Despite his off-field issues, Addison Russell may not have seen his last days in a Chicago Cubs uniform. Theo Epstein doubled down on that stance recently.

The Chicago Cubs enter the offseason with just as many questions as answers. Are they in on Bryce Harper and Manny Machado? Will they look for a prototypical leadoff man? Do they need more bullpen arms? Will pitching coach Jim Hickey return in 2019? Perhaps the most important decision is what they will do with Addison Russell.

Just two years ago, Russell was coming off winning his first World Series championship at the young age of 22. Russell was ascending and appeared destined to become one of the top shortstops in the league for years to come. As a true five-tool player, Russell had a unique skill set. Cubs broadcaster Len Kasper had even predicted that an MVP award could be in the future for the young infielder.

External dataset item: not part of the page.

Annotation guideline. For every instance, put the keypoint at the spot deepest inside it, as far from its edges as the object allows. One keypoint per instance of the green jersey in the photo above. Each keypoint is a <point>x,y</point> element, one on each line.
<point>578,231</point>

Fast forward to today, and Russell’s Cubs career is in serious doubt.

Fall from grace

Russell’s troubling off-field matters have forced the hand of the Cubs organization. Major League Baseball suspended him for 40 games under its domestic violence policy.

Because the suspension is retroactive to the games Russell missed at the end of the season, he just has 28 games left to serve before he is eligible to return in 2019.

“Everything is an open question. We haven’t made any determinations. The only determination we’ve made is we have to be a part of the solution both from an organizational standpoint in supporting the discipline and supporting and exploring a possible road to rehabilitation and improvement,” Epstein said earlier this week.

That comment indicates Epstein and the Cubs organization aren’t quite ready to pull the plug. In fact, they may not even be close to making an ultimate decision.

Decreasing production

Since Russell’s breakout 2016 season when he hit he hit 21 home runs and had 95 RBI, he has taken multiple steps backward instead of continuing to improve – especially offensively.

In his last two seasons combined, he hit just 17 home runs and drove in 81 runs. Although Russell missed some time each year, he still managed to do more damage at the plate in one season than he has in the subsequent two years.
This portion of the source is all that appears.